This wonderful little cellular mega-cluster is currently making noises that have the primary purpose of being immensely cute, but are also slowly starting to make sense. Her ambulation capabilities have increased immensely, and she is on the verge of standing up by herself and so we will probably have to re-arrange our interior. Again.
I prefer making resolutions in secret, then carrying them out or not, and only then reporting on them. However, that would mean that I would have to wrap up this post right now, and for that I’m not quite ready yet.
Those of you who have spent more than 8 seconds in my or my blog’s vicinity know that I absolutely adore craft beer (this includes local, but also special beers of the Belgian type) and local wines, both of which are regularly consumed by me and “business partners” during “business lunches” in the not-unattractive local surroundings.
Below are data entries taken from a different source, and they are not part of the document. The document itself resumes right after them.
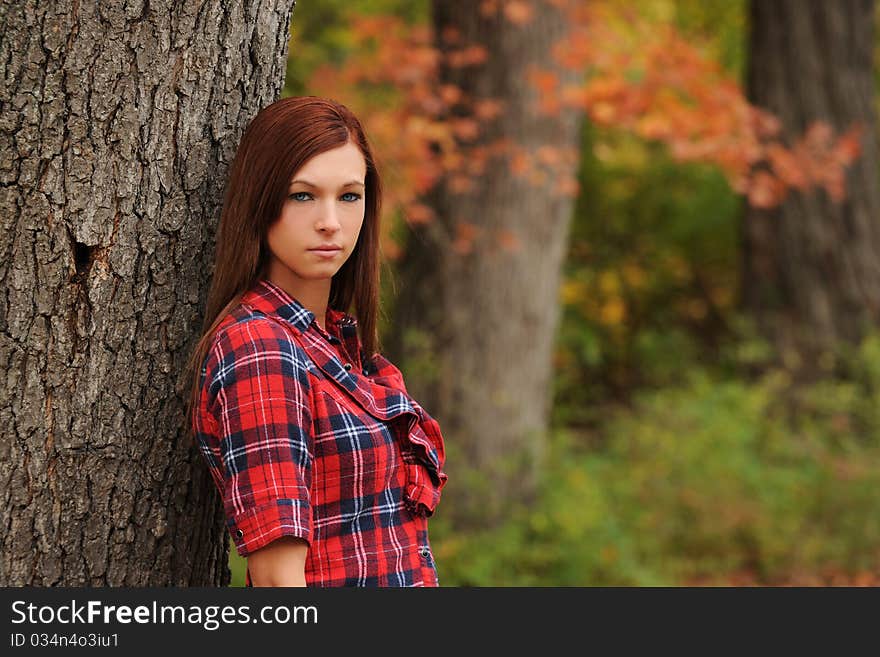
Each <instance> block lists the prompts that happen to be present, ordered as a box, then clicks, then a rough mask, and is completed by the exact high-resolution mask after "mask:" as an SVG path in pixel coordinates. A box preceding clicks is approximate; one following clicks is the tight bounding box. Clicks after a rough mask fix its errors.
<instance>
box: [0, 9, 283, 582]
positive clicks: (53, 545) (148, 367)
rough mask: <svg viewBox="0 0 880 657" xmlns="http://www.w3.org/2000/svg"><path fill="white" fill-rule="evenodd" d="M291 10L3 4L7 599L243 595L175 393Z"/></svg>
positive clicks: (2, 212) (281, 73) (0, 401)
mask: <svg viewBox="0 0 880 657" xmlns="http://www.w3.org/2000/svg"><path fill="white" fill-rule="evenodd" d="M293 4H294V3H293V0H264V1H262V2H258V1H254V0H194V1H192V2H173V1H171V0H149V2H147V1H145V0H107V1H102V2H99V3H92V2H77V0H70V1H66V2H57V3H56V2H50V3H46V2H37V1H36V0H24V1H22V2H4V3H2V5H0V34H2V35H3V37H2V40H0V148H2V158H0V222H2V233H0V362H2V363H4V365H5V377H4V378H3V380H2V381H0V395H2V399H0V402H2V403H0V493H2V504H0V514H2V527H3V532H2V535H0V553H2V556H0V584H2V585H4V586H21V585H36V586H48V585H66V586H76V585H84V586H102V585H109V586H116V585H126V586H164V585H177V586H185V585H201V586H208V585H221V584H226V583H228V581H229V571H228V568H227V557H228V548H227V540H226V535H225V531H224V527H223V516H222V510H221V508H220V505H219V501H218V499H217V498H216V495H215V494H214V491H213V486H212V484H211V483H210V481H209V479H208V477H207V472H206V470H205V468H204V467H203V464H202V463H201V461H200V456H199V455H198V452H197V451H196V449H195V448H194V446H193V445H192V444H191V441H190V440H189V439H188V437H187V434H186V430H185V427H184V421H183V414H182V407H183V396H182V395H181V394H178V393H176V392H175V384H176V381H177V378H178V375H179V373H180V371H181V368H182V366H183V364H184V363H185V360H186V357H187V355H188V353H189V350H190V348H191V347H192V345H193V343H194V340H195V338H196V334H197V332H198V329H199V328H200V324H201V312H202V308H203V301H204V296H205V294H206V291H207V283H208V281H209V278H210V269H211V257H212V251H213V248H212V240H213V234H214V227H215V225H216V221H217V219H218V217H219V207H220V203H221V201H222V192H223V184H224V173H225V171H226V167H227V164H228V163H229V162H230V161H231V158H232V156H233V155H234V149H235V147H236V144H237V141H238V138H239V137H240V135H241V132H242V130H243V128H244V126H245V125H246V124H247V122H248V121H249V120H250V118H251V117H252V116H253V115H254V114H256V112H257V111H258V110H259V109H260V108H261V107H263V106H264V105H266V104H268V103H269V102H271V101H273V100H275V99H276V98H277V97H278V94H279V92H280V89H281V86H282V83H283V80H284V74H285V62H286V55H287V42H288V27H289V20H290V13H291V9H292V5H293Z"/></svg>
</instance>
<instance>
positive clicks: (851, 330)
mask: <svg viewBox="0 0 880 657" xmlns="http://www.w3.org/2000/svg"><path fill="white" fill-rule="evenodd" d="M873 32H874V3H873V1H872V0H837V1H835V2H827V1H825V0H752V2H751V35H750V63H749V66H748V93H749V96H750V99H751V101H752V102H753V103H755V104H756V105H759V106H761V107H764V108H766V109H769V110H770V111H772V112H773V113H775V114H776V116H777V117H779V118H780V120H781V122H782V125H783V132H784V135H785V136H786V137H788V138H794V137H797V136H799V135H802V134H803V133H804V131H805V129H806V128H807V126H808V125H809V124H810V123H812V122H813V121H816V120H821V121H825V122H827V123H829V124H830V125H831V126H832V127H833V128H834V129H835V130H836V131H840V132H842V131H844V130H846V129H847V128H848V127H849V126H850V125H851V124H853V123H860V124H862V125H863V126H864V128H865V131H864V133H863V141H862V151H863V152H862V155H861V157H860V158H859V159H858V160H857V162H856V163H855V165H854V166H853V167H852V168H851V169H850V171H849V172H848V175H847V179H846V185H847V196H846V199H845V200H844V201H843V202H842V203H836V202H834V201H833V200H832V199H831V198H830V197H829V196H828V195H827V194H826V193H825V192H824V191H818V190H815V189H814V190H810V191H805V192H794V193H792V194H790V195H789V197H788V198H787V200H786V201H785V202H784V203H783V204H782V205H781V206H779V207H776V208H773V209H771V210H760V209H756V208H750V209H748V210H747V211H746V216H745V226H744V241H745V244H744V247H745V248H744V266H743V273H744V280H743V301H744V304H745V306H746V308H747V309H749V310H750V311H751V312H752V314H753V315H754V316H755V317H756V319H757V320H758V324H759V326H760V327H761V329H762V331H763V332H764V333H765V334H766V335H767V336H768V337H769V338H770V339H771V341H772V342H773V343H774V344H775V345H776V346H777V347H778V348H779V350H780V353H781V354H782V355H783V357H786V360H787V356H794V361H793V363H794V364H795V365H797V364H798V362H801V363H803V364H804V365H807V367H808V369H809V367H810V365H811V364H813V363H815V362H816V357H817V355H818V354H819V353H821V352H826V353H831V352H833V351H834V348H835V347H836V346H837V345H840V344H842V343H851V342H854V341H857V340H858V339H859V338H860V337H861V336H862V335H863V334H864V332H865V330H866V329H868V328H870V327H873V326H876V325H877V322H878V319H880V186H878V182H880V178H878V167H877V130H876V116H875V112H874V99H875V97H876V93H875V81H874V78H873V72H872V60H873V54H874V51H873V46H874V43H873V36H874V35H873Z"/></svg>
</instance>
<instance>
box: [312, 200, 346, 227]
mask: <svg viewBox="0 0 880 657" xmlns="http://www.w3.org/2000/svg"><path fill="white" fill-rule="evenodd" d="M340 227H341V224H340V223H339V217H338V216H337V213H336V208H335V207H334V204H333V203H330V204H328V205H326V206H324V207H323V208H322V209H321V215H320V217H319V218H318V225H317V228H318V230H338V229H339V228H340Z"/></svg>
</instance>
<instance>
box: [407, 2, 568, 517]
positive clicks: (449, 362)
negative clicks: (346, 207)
mask: <svg viewBox="0 0 880 657" xmlns="http://www.w3.org/2000/svg"><path fill="white" fill-rule="evenodd" d="M532 5H533V6H536V7H537V8H538V9H537V11H536V12H535V14H534V16H533V18H532V20H531V22H529V23H527V24H525V25H518V24H515V23H512V22H510V21H508V20H506V19H505V18H504V17H503V15H502V14H501V13H500V12H499V13H496V14H495V15H492V16H486V15H484V14H482V13H481V8H480V3H475V2H470V1H468V0H435V1H434V2H433V20H434V27H435V32H436V34H437V35H438V47H439V48H440V49H441V50H444V49H447V48H448V47H449V46H447V45H446V43H445V42H444V41H443V39H442V35H444V34H446V33H447V32H448V31H452V30H458V32H459V33H460V34H461V35H462V37H463V38H462V42H463V43H465V44H478V45H480V46H483V47H484V48H485V49H486V50H487V51H488V59H487V60H486V61H485V62H484V63H483V64H481V65H477V66H471V67H466V68H453V67H450V66H446V67H443V68H442V70H441V76H440V77H441V80H440V83H441V84H450V85H456V86H458V87H460V88H461V89H462V90H463V92H464V94H465V95H466V96H469V97H472V98H475V99H485V98H492V99H497V100H500V101H501V102H502V103H503V112H502V114H501V116H500V117H499V118H497V119H495V120H494V121H493V122H492V123H491V124H489V125H487V126H486V127H485V130H484V132H483V133H482V134H481V136H480V139H479V140H478V142H477V145H481V144H489V143H497V140H499V139H503V138H507V139H510V140H511V141H512V142H514V143H516V144H517V145H518V146H520V147H522V148H524V149H525V150H526V151H528V152H529V153H532V154H534V153H536V152H537V151H538V149H539V148H542V147H544V148H545V149H548V150H549V149H568V150H569V152H570V151H571V149H574V148H576V147H577V145H578V143H579V140H578V136H579V118H580V115H579V114H578V113H577V112H576V111H575V110H563V111H562V112H561V113H560V114H558V115H556V116H548V115H544V114H542V113H541V112H540V111H539V109H538V101H539V98H538V95H537V93H536V91H535V89H534V88H533V86H532V83H531V82H530V81H529V72H530V69H531V67H537V68H540V69H545V70H555V71H557V72H558V74H559V75H560V77H562V78H563V79H565V80H567V81H574V79H572V76H571V75H570V74H567V73H565V72H564V71H562V70H560V69H559V67H558V66H557V65H556V64H555V61H554V59H553V56H552V47H553V45H554V43H556V42H557V41H558V40H559V39H560V38H562V37H563V36H564V35H565V34H566V30H567V25H566V22H565V19H564V16H563V14H562V13H561V12H560V11H559V10H557V9H556V8H554V7H553V6H552V5H550V4H549V3H539V2H535V3H532ZM557 152H558V151H557ZM572 159H575V160H576V158H572ZM576 165H577V162H576V161H572V162H570V163H565V164H564V165H563V166H561V167H559V168H557V169H555V170H554V171H553V173H552V174H551V175H549V176H548V177H547V179H546V180H545V181H544V182H543V183H540V184H530V183H529V182H527V181H524V180H523V179H522V178H520V177H518V176H517V175H515V173H514V172H513V171H512V170H511V166H510V160H509V159H508V158H507V157H504V156H499V157H496V158H495V159H492V160H490V161H489V162H488V164H487V166H486V169H485V171H486V173H485V174H484V175H483V176H482V177H479V178H475V179H474V180H473V182H474V183H475V184H474V185H473V188H472V189H471V190H470V191H464V192H462V191H459V190H457V189H456V188H455V187H454V185H452V184H450V180H449V179H446V180H443V181H442V182H441V184H439V185H438V186H437V187H435V188H434V190H433V192H432V193H431V194H430V197H429V198H428V199H427V202H428V203H429V204H430V205H431V206H432V207H433V208H434V210H435V212H436V215H437V218H436V219H435V220H434V221H432V222H431V223H429V224H425V225H420V226H414V227H413V230H412V232H411V233H410V235H409V238H408V243H407V245H406V248H405V255H404V256H403V258H402V260H401V262H400V268H399V271H400V278H401V280H402V281H405V287H403V289H401V290H400V292H399V294H398V298H397V303H396V306H397V307H396V310H395V317H396V319H397V320H399V327H398V329H399V330H398V333H397V336H396V337H397V340H398V341H397V342H396V343H393V344H391V345H389V346H390V348H391V349H392V350H393V351H395V352H397V353H398V357H399V358H400V359H401V361H402V362H403V363H405V367H406V369H407V371H408V372H409V373H411V374H413V376H412V377H411V378H410V379H408V380H412V381H413V383H412V384H411V388H412V390H411V392H413V394H414V396H415V395H418V397H419V398H421V399H424V405H425V407H426V408H428V409H430V412H431V413H432V414H435V416H436V417H438V419H439V420H440V422H441V426H442V427H443V430H444V436H445V437H446V441H447V443H448V447H449V460H448V470H449V472H450V473H451V474H450V482H449V484H450V485H449V486H447V488H446V489H445V490H444V499H445V502H444V503H443V504H442V505H441V508H440V509H439V510H438V514H439V513H444V514H449V516H450V517H452V518H454V519H455V521H456V522H458V523H460V524H461V525H463V524H467V523H469V522H475V523H479V524H481V525H484V524H485V523H492V522H496V521H497V520H498V519H500V518H501V516H502V514H503V513H504V512H505V511H507V510H509V509H510V507H511V506H512V505H514V504H516V503H517V502H527V501H528V500H529V498H530V496H531V493H532V488H533V486H534V483H535V474H536V468H537V467H538V466H539V464H540V462H541V457H542V454H543V450H544V446H545V442H546V434H547V429H548V426H547V425H548V421H549V419H548V418H549V405H550V403H551V385H552V376H551V375H552V371H551V366H552V350H553V345H554V338H555V333H556V327H557V324H558V320H559V304H558V296H559V294H558V286H559V280H560V271H561V266H562V262H563V259H564V256H565V245H566V241H567V235H568V228H569V223H570V218H571V214H572V209H573V198H572V196H571V195H568V196H565V195H562V194H560V193H558V192H557V191H556V186H557V183H558V182H559V181H560V179H564V178H566V177H571V178H574V175H575V168H576ZM469 225H472V226H475V228H476V232H475V233H474V239H473V241H472V243H471V244H470V246H469V247H464V248H461V245H460V244H458V243H457V242H458V240H459V238H460V237H461V236H462V235H465V234H467V233H468V232H469V231H471V230H472V229H471V228H470V227H469ZM504 235H512V236H513V237H514V239H515V240H516V241H518V244H519V246H518V248H514V249H508V248H505V247H504V246H503V245H502V242H503V241H504V239H505V238H504V237H503V236H504ZM425 364H426V365H427V366H428V367H429V368H430V371H431V372H433V375H430V376H426V374H427V373H428V372H429V370H428V369H426V367H422V365H425ZM420 376H422V377H425V378H424V379H420V378H419V377H420Z"/></svg>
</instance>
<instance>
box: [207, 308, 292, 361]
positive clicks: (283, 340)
mask: <svg viewBox="0 0 880 657" xmlns="http://www.w3.org/2000/svg"><path fill="white" fill-rule="evenodd" d="M292 333H293V331H292V330H291V329H290V328H287V327H285V326H284V320H283V319H281V318H278V317H272V316H271V315H267V314H266V313H264V312H262V311H260V310H256V309H254V308H250V307H248V306H247V305H246V304H240V305H238V306H236V307H235V308H233V309H232V310H231V311H230V312H229V313H228V314H227V315H226V316H225V317H224V318H223V319H222V320H221V321H220V323H219V324H218V325H217V328H216V330H215V331H214V337H213V339H212V341H211V347H210V349H209V352H208V353H209V360H211V359H212V358H211V357H212V356H213V360H215V361H221V362H229V361H232V360H235V359H236V358H237V357H242V358H245V357H253V356H255V355H259V356H260V357H261V358H267V359H268V358H271V359H278V358H280V359H283V360H287V361H292V362H294V363H296V364H302V365H303V366H305V365H306V362H307V360H308V358H307V357H306V354H305V352H304V351H303V349H302V347H301V346H300V345H299V344H298V343H297V341H296V340H295V339H294V338H293V335H292Z"/></svg>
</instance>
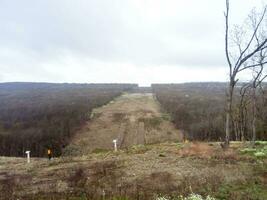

This decision was not taken lightly.
It is mid-morning of day 2 of Experiment Alcohol Zero (EAZ) as I write this. With the air full of smoke due to local vegetation fires, I have not been able to go running yet, but I am imagining that my energy lasted later last night, and I got up easier this morning. I have 29 more days to investigate.
I also remind myself to be grateful. It takes continuous practice to identify the many things one can be grateful for every day, but it is definitely worth it.
I often remind GOU#1 (#2 and #3 are not old enough yet for this lesson) that, besides the guidelines above, we have to keep on working on two more related characteristics: being useful, and being likable.
Being useful means continuously developing and refining skills that enable one to contribute value to one’s surroundings. Being likable means understanding and appreciating how we humans stick together. Kindness, see above, is an important component of this.
In 2017, I would like to write more (on this blog probably), and read more.
Rapidly morphing goalposts jumping randomly through even more randomly pulsating hyperspace, with a slightly positive outlook at the end
Yes folks, this is going to be my parting thought.
When I was much younger, I used to believe that one’s life could be “cracked”. That is, if you searched, and you worked really hard at understanding yourself, your people and your surroundings, you could come up with some kind of answer with which you would be able to attain contentment.
In the meantime I’ve come to the realisation that that Much Younger Me, although quite dashing, was of course utterly wrong.
Life is utterly dynamic. You Now are a different person from You Last Year. The same goes for people around you, and the same goes for everything around you.
The goal posts are not just moving all the time, they are an illusion flashing in and out of an hallucinogenic and especially dynamic perception.
Importantly, in this restless environment, some peace can be found by realising that a large part of the restlessness originates from within you. Fortunately, you have slightly more say in you than you have in your surroundings.
What one can do then, is nicely summarised by Prof. Mark Williams in the audio accompanying his mindfulness book:
The deep stillness we seek does not arise because the world is still or the mind is quiet. Stillness is nourished when we allow things to be just as they are for now, in this moment, moment by moment and breath by breath.
The End (for now)
Alright friends, that was it from me, for now. I hope that you have the best 2017 possible. I hope especially that your kindness and that of those around you flows deeply and freely.